Что же произошло за эти несколько лет в реб-зелменовском дворе?
За эти несколько лет здесь ничего не произошло.
Двор, в сущности, был почти мертв. Он стал уже ни на что не способен, лишь глотал, как воздух, отовсюду слухи, а потом эти слухи грыз и прожевывал, как человек, лишенный аппетита.

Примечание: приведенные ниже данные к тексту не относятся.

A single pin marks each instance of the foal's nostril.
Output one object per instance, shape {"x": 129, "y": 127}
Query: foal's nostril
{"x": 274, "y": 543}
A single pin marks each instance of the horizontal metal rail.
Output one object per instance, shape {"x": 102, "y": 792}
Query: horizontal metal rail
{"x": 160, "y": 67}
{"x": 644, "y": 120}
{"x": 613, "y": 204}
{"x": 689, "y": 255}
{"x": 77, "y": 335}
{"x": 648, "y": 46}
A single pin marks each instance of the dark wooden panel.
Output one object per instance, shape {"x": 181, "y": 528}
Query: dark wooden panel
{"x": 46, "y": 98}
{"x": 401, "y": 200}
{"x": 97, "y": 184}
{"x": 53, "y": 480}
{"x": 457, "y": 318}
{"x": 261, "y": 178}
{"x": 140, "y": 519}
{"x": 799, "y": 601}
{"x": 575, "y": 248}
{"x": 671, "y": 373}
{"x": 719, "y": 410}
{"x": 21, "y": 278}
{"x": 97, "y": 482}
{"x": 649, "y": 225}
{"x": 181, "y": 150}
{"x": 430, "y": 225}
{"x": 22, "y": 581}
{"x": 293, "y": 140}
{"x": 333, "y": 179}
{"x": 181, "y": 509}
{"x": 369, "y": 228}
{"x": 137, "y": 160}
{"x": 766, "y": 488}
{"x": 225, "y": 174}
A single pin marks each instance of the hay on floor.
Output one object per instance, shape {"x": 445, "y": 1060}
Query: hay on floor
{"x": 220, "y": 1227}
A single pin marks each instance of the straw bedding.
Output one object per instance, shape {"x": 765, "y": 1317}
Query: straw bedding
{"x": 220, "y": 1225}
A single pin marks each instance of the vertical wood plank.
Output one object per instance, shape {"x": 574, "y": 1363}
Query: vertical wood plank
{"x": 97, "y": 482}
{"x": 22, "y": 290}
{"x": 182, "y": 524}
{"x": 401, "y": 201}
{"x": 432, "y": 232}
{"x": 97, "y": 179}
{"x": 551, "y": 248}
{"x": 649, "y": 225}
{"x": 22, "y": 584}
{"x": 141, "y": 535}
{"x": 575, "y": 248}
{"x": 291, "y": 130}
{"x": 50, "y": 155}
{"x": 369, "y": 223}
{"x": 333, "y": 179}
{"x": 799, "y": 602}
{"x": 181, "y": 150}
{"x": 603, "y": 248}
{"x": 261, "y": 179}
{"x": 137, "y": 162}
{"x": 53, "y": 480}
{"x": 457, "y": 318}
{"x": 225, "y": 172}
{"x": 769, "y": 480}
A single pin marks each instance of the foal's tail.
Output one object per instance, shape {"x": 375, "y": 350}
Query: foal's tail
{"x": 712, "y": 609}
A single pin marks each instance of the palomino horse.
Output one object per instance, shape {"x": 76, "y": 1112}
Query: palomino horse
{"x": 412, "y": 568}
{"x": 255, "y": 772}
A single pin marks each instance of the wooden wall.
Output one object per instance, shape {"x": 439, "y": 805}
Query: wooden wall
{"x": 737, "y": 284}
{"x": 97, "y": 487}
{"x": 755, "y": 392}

Смерть дяди Зиши, видимо, и была последним крупным событием. Теперь двор походил на русло реки, из которого отвели воду. Ничего как будто не произошло. Здесь только мимоходом прошла революция и захватила с собой по пути нескольких человек, которые ей понадобились, остальное же осталось лежать, как пустая скорлупа.
Итак, на что же похож реб-зелменовский двор?
Реб-зелменовский двор похож на старый пруд, вода в котором загнила. Она зеленеет под свисающими ветвями; сам воздух больной, хотя золотой карась порой еще бултыхнется в тине, и тогда морщится толстая зеленая кожа воды.
Так что напрасно Тонька и Фалк вернулись однажды звездным, бледным рассветом из своего далекого города домой.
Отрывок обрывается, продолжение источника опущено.